Consider how the residences of the prophets reveal the vertical and horizontal lines that form a cross. Abraham visited the prophet (moreh) at a great oak half way between the cities of Ai and Bethel (east-west axis). Deborah judged from her nut palm tree halfway between the cities of Bethel and Ramah (north-south axis).

In our cross-shaped reality, there is always a sacred center. In the ancient world the sacred center of a territory was usually the shrine city, an elevated fortification near a water source. For the ancient Nilotes the sacred center was depicted in this image of the lions and the sun. 

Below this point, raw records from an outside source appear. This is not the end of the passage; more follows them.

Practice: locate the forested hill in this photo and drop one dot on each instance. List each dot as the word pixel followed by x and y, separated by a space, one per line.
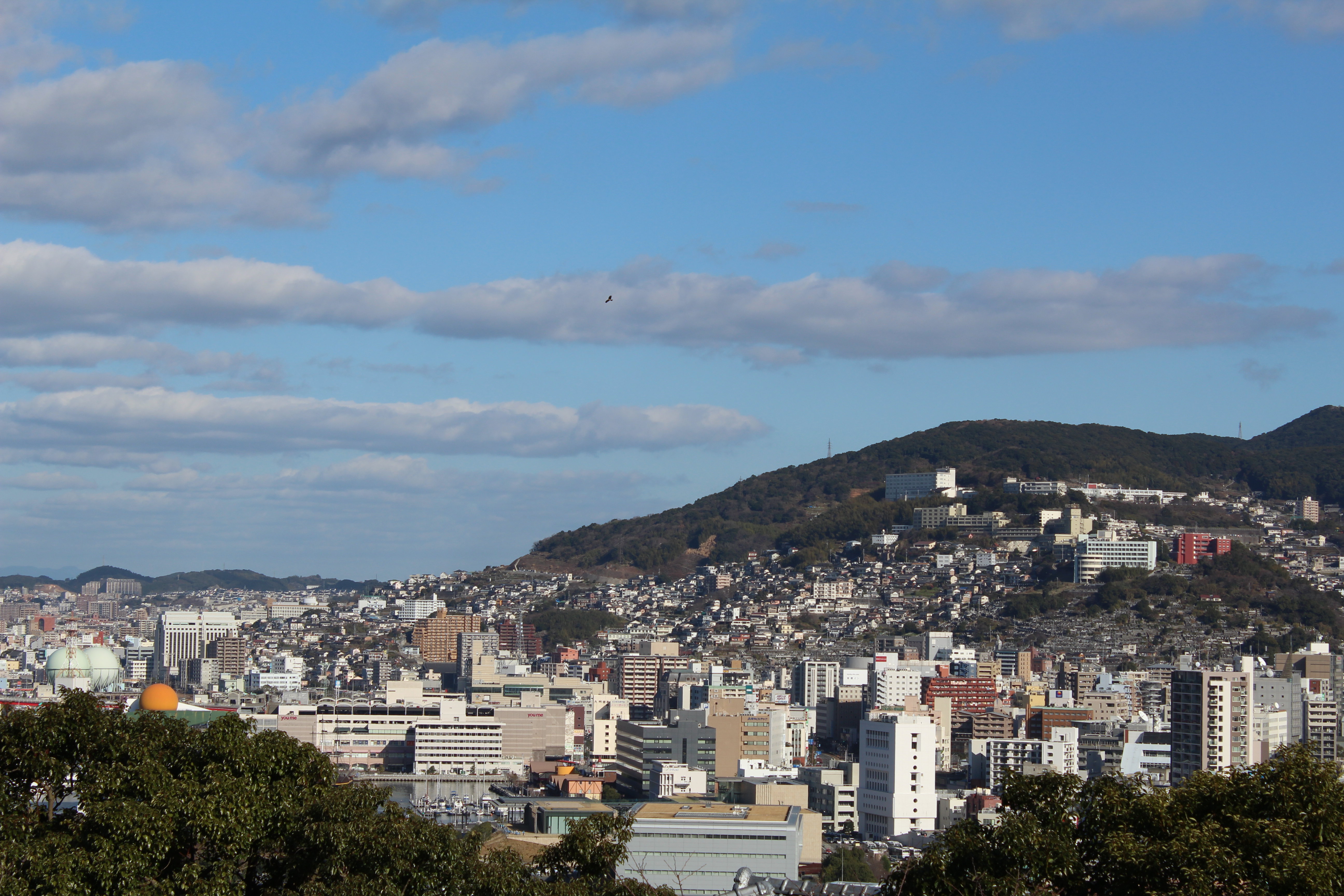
pixel 835 498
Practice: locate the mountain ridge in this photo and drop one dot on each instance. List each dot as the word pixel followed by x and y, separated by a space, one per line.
pixel 839 499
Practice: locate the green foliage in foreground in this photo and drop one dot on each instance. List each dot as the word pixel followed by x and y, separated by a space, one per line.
pixel 1271 831
pixel 169 810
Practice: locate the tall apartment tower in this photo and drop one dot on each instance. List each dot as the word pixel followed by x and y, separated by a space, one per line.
pixel 638 678
pixel 436 636
pixel 232 655
pixel 519 639
pixel 185 636
pixel 815 682
pixel 1213 722
pixel 897 755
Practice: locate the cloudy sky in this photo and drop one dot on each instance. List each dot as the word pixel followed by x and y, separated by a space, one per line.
pixel 318 287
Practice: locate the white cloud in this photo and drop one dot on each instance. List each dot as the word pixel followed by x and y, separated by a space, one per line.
pixel 156 420
pixel 1046 19
pixel 776 250
pixel 1312 18
pixel 389 121
pixel 139 146
pixel 767 358
pixel 898 311
pixel 48 481
pixel 361 518
pixel 89 350
pixel 424 14
pixel 66 381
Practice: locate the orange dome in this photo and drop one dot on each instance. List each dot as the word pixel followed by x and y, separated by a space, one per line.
pixel 159 698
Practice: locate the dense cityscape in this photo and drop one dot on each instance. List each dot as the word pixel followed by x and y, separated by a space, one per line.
pixel 776 701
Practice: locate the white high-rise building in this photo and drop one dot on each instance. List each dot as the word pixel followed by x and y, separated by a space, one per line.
pixel 416 609
pixel 460 741
pixel 994 757
pixel 902 487
pixel 815 682
pixel 892 687
pixel 183 636
pixel 897 755
pixel 1096 555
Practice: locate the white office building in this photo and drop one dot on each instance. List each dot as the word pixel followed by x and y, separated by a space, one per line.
pixel 897 757
pixel 698 848
pixel 991 758
pixel 460 743
pixel 941 483
pixel 1034 487
pixel 815 682
pixel 1272 730
pixel 415 609
pixel 1096 555
pixel 183 636
pixel 890 687
pixel 677 780
pixel 282 682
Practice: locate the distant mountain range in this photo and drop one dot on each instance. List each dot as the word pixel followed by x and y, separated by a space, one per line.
pixel 839 498
pixel 245 579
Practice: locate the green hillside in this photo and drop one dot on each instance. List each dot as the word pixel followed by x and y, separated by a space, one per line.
pixel 839 498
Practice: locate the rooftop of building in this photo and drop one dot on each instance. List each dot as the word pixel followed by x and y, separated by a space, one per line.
pixel 710 812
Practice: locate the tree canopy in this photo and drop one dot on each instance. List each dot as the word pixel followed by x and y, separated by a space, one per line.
pixel 1266 831
pixel 166 810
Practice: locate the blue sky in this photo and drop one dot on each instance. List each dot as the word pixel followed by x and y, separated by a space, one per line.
pixel 318 287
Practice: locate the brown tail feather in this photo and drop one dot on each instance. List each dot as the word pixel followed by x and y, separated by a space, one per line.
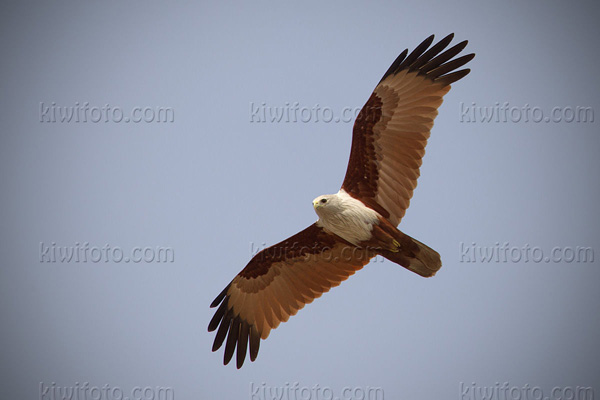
pixel 400 248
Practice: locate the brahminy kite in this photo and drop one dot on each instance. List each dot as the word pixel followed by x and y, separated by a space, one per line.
pixel 358 222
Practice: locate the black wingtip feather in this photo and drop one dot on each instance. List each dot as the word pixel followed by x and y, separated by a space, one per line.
pixel 232 337
pixel 453 77
pixel 214 322
pixel 254 343
pixel 222 332
pixel 394 67
pixel 432 52
pixel 443 57
pixel 242 345
pixel 432 61
pixel 417 52
pixel 220 297
pixel 450 66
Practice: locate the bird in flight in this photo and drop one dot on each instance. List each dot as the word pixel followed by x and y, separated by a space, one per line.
pixel 359 221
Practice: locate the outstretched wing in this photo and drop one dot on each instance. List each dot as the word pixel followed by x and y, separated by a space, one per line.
pixel 278 282
pixel 391 130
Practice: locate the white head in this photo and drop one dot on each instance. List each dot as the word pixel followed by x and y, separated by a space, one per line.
pixel 327 204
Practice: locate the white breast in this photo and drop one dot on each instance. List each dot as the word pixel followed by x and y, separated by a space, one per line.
pixel 350 219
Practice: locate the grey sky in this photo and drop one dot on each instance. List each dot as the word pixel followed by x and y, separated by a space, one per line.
pixel 212 185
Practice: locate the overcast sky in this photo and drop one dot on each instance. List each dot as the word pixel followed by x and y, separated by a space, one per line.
pixel 508 195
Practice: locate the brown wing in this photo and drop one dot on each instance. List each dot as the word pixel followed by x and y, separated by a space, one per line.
pixel 278 282
pixel 391 130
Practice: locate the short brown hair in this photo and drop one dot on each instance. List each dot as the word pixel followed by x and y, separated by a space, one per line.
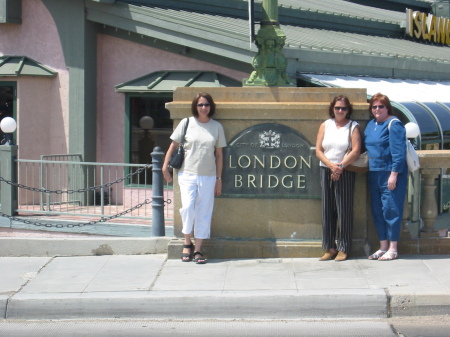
pixel 212 109
pixel 383 99
pixel 347 103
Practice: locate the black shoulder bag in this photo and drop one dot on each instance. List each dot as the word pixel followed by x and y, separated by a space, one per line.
pixel 178 156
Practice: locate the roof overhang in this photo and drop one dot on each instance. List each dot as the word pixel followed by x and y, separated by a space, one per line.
pixel 397 89
pixel 23 66
pixel 167 81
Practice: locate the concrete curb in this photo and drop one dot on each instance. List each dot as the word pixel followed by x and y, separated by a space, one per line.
pixel 10 247
pixel 201 305
pixel 419 305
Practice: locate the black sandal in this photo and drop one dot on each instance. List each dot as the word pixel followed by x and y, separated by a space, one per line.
pixel 187 257
pixel 199 260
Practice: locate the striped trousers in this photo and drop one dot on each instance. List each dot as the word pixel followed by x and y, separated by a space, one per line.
pixel 337 210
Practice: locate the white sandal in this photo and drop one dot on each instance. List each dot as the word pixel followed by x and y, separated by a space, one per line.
pixel 388 256
pixel 377 255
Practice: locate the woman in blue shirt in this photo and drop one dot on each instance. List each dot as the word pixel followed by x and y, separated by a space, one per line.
pixel 385 139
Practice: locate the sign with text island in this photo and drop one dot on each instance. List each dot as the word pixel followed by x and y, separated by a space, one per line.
pixel 270 161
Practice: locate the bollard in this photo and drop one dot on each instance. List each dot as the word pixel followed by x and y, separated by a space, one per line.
pixel 8 194
pixel 158 228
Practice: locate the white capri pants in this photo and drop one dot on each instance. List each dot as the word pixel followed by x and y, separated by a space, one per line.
pixel 197 200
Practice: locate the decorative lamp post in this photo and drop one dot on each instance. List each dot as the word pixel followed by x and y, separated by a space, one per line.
pixel 269 63
pixel 8 155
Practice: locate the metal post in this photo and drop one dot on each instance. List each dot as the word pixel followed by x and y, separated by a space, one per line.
pixel 158 228
pixel 8 156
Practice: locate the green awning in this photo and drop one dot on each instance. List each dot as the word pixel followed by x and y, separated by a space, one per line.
pixel 167 81
pixel 23 66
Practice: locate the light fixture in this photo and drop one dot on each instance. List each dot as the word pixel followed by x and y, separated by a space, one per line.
pixel 8 126
pixel 412 130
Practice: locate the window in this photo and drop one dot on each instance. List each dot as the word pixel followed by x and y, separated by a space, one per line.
pixel 149 126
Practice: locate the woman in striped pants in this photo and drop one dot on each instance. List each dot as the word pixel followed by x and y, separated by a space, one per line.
pixel 333 142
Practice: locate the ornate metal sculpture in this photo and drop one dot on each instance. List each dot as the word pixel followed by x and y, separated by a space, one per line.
pixel 269 63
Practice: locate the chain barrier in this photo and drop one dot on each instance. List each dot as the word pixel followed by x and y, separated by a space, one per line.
pixel 93 188
pixel 82 224
pixel 81 190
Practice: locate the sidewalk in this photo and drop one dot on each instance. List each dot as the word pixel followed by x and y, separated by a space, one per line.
pixel 150 286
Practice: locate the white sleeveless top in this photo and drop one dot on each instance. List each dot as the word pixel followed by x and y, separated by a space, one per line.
pixel 335 141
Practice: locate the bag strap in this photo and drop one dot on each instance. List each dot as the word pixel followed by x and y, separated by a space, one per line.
pixel 184 131
pixel 349 148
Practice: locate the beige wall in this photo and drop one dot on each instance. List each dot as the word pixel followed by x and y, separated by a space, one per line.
pixel 120 61
pixel 42 103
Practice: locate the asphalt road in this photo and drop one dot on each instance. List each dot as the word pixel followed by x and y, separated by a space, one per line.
pixel 434 326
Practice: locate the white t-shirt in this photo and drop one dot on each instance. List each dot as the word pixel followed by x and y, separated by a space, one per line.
pixel 200 143
pixel 335 141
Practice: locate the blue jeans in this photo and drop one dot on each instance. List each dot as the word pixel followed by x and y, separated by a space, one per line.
pixel 387 206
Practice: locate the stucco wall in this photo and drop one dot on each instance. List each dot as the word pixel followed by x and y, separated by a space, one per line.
pixel 42 103
pixel 120 61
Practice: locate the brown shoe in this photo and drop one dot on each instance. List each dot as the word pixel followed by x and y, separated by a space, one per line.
pixel 341 257
pixel 328 256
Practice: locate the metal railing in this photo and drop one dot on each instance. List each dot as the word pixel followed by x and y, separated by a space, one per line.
pixel 113 191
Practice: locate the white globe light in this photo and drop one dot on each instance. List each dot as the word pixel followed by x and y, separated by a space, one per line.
pixel 8 125
pixel 146 122
pixel 412 130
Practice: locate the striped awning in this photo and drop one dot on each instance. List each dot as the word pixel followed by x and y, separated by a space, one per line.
pixel 23 66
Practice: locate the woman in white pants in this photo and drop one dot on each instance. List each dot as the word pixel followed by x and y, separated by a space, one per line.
pixel 200 177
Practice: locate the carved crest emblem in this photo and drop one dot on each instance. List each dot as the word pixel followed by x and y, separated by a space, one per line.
pixel 270 140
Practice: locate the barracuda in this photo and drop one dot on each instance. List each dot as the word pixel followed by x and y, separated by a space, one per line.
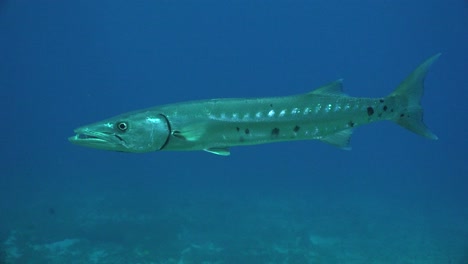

We also may speak of a metaphysical sacred center. After his many years of deconstruction, Jacques Derrida concluded that there is a center and that there is a "presence" at the center. He claimed that throughout the history of philosophy this metaphysical presence is called by different names, including God. Materialists are baffled and perhaps frightened by this metaphysical presence since it must be of greater power and authority than they. There is existential angst about the possibility that expressions of authority depend on God's existence (Romans 13:1). A Facebook friend recently wrote that there are many ways to kill people, but the most certain way is to persuade them that there is no God, no Truth, and no morality. 

Pope John Paul II said that "the Cross remains constant while the world turns." Were we to investigate with seeking hearts, we would see Messiah's sign everywhere.